Мне нужно было еще раз спуститься вниз посмотреть почту,
но я не хотел оставлять Габриэлова одного, потому что знал, что он станет копаться
в бумагах. Я сделал на кухне стоя еще два глотка чая с жасмином и повел его к
Аркадию Ионовичу. "Пойдемте, здесь недалеко". Я его совсем не боялся, но чувствовал
себя перед ним совсем беспомощным. Хорошо, что удалось скинуть его Аркадию Ионовичу.
Но тот очень злопамятен, теперь и от него житья не будет. Я сердился даже не на
грузина, а на пастора: нагрузит тебя таким монстром, и теперь тот до весны будет
хитро на тебя посматривать и понимать, что никто не возьмет на себя грех выгнать
его зимой на улицу. И зима, как на беду, холодная, с мокрым снегом, и нищим подавали
очень плохо. Я старался совсем с ним не разговаривать. Шел впереди по узким курдским
улочкам. Вот здесь я тоже раньше жил.

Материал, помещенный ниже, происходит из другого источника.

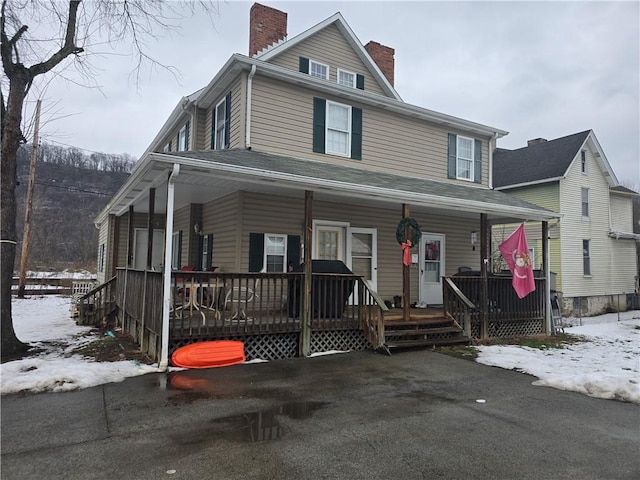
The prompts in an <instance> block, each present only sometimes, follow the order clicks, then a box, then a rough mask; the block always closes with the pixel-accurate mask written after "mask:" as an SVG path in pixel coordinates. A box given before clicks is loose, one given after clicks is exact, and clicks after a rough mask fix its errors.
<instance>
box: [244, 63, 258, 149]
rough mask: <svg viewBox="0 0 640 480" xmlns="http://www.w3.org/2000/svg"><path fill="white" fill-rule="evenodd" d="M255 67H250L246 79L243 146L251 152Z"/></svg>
mask: <svg viewBox="0 0 640 480" xmlns="http://www.w3.org/2000/svg"><path fill="white" fill-rule="evenodd" d="M256 70H257V66H256V65H252V66H251V72H249V76H248V77H247V118H246V123H245V128H246V130H245V139H244V145H245V148H246V149H247V150H251V90H252V86H253V76H254V75H255V74H256Z"/></svg>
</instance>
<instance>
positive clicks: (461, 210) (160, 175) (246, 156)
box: [97, 150, 558, 223]
mask: <svg viewBox="0 0 640 480" xmlns="http://www.w3.org/2000/svg"><path fill="white" fill-rule="evenodd" d="M141 162H143V163H141V164H140V166H139V167H138V168H137V169H136V170H135V171H134V173H133V174H132V175H131V177H130V178H129V180H128V181H127V183H126V184H125V185H124V186H123V187H122V188H121V190H120V191H119V192H118V193H117V194H116V196H115V197H114V198H113V199H112V201H111V202H110V203H109V204H108V205H107V207H105V209H104V210H103V212H102V213H101V216H99V217H98V219H97V222H98V223H99V222H100V219H101V217H104V216H106V215H108V214H116V215H121V214H123V213H125V212H126V211H127V210H128V208H129V206H130V205H132V206H133V207H134V210H135V211H136V212H148V203H149V189H150V188H155V189H156V194H155V210H156V212H162V211H164V210H165V209H166V199H167V188H166V187H167V182H168V178H169V174H170V172H171V170H172V168H173V165H174V164H179V165H180V173H179V174H178V176H177V177H176V183H175V185H176V188H175V208H181V207H184V206H186V205H189V204H190V203H207V202H210V201H212V200H215V199H216V198H220V197H223V196H225V195H228V194H230V193H233V192H236V191H248V192H254V193H261V194H267V195H280V196H286V197H292V198H298V199H300V200H301V201H302V199H303V198H304V192H305V190H311V191H313V192H314V199H315V200H320V201H327V202H340V203H345V202H348V203H350V204H358V205H364V206H368V207H371V208H387V209H388V208H391V209H399V206H400V205H401V204H402V203H407V204H409V205H410V207H411V211H412V212H415V213H418V212H425V213H431V214H442V215H448V216H456V217H462V218H478V214H479V213H486V214H487V215H488V218H489V220H490V221H492V222H506V221H521V220H549V219H551V218H556V217H558V215H557V214H555V213H553V212H550V211H548V210H545V209H542V208H540V207H538V206H535V205H532V204H529V203H527V202H523V201H521V200H519V199H516V198H514V197H511V196H509V195H507V194H504V193H502V192H498V191H494V190H488V189H483V188H479V187H476V186H465V185H452V184H448V183H442V182H435V181H433V180H429V179H420V178H412V177H405V176H400V175H393V174H388V173H383V172H370V171H365V170H363V169H357V168H353V167H344V166H339V165H328V164H324V163H320V162H316V161H310V160H303V159H298V158H292V157H284V156H279V155H271V154H266V153H261V152H255V151H247V150H228V151H203V152H176V153H172V154H155V153H154V154H151V155H149V156H148V157H145V158H144V159H143V160H142V161H141Z"/></svg>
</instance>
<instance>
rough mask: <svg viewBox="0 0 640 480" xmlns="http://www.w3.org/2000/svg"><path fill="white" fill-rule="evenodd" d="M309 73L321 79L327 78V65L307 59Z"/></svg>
mask: <svg viewBox="0 0 640 480" xmlns="http://www.w3.org/2000/svg"><path fill="white" fill-rule="evenodd" d="M309 75H311V76H312V77H316V78H322V79H323V80H329V65H325V64H323V63H318V62H314V61H313V60H309Z"/></svg>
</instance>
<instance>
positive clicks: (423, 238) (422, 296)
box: [420, 233, 445, 305]
mask: <svg viewBox="0 0 640 480" xmlns="http://www.w3.org/2000/svg"><path fill="white" fill-rule="evenodd" d="M444 259H445V236H444V235H443V234H440V233H423V234H422V237H421V238H420V301H421V302H426V303H427V304H428V305H441V304H442V276H443V275H444V272H445V264H444Z"/></svg>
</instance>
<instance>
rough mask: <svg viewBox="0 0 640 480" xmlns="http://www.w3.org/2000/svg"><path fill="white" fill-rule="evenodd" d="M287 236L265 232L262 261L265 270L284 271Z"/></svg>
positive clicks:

Все квартиры были самодельными и убогими.
Все на слом. Жизнь на слом.
Около дома Аркадия Ионовича я остановился и прислушался:
мне не хотелось, чтобы его хозяин раньше времени заметил Габриэлова. Хозяин-марокканец
торговал в нашем районе наркотиками и боялся осведомителей. Он прятал наркотики
в кустах за синей помойкой. Но в доме было тихо. Я постучался и сразу ушел. Пусть
сами разбираются. Я им тоже не нянька.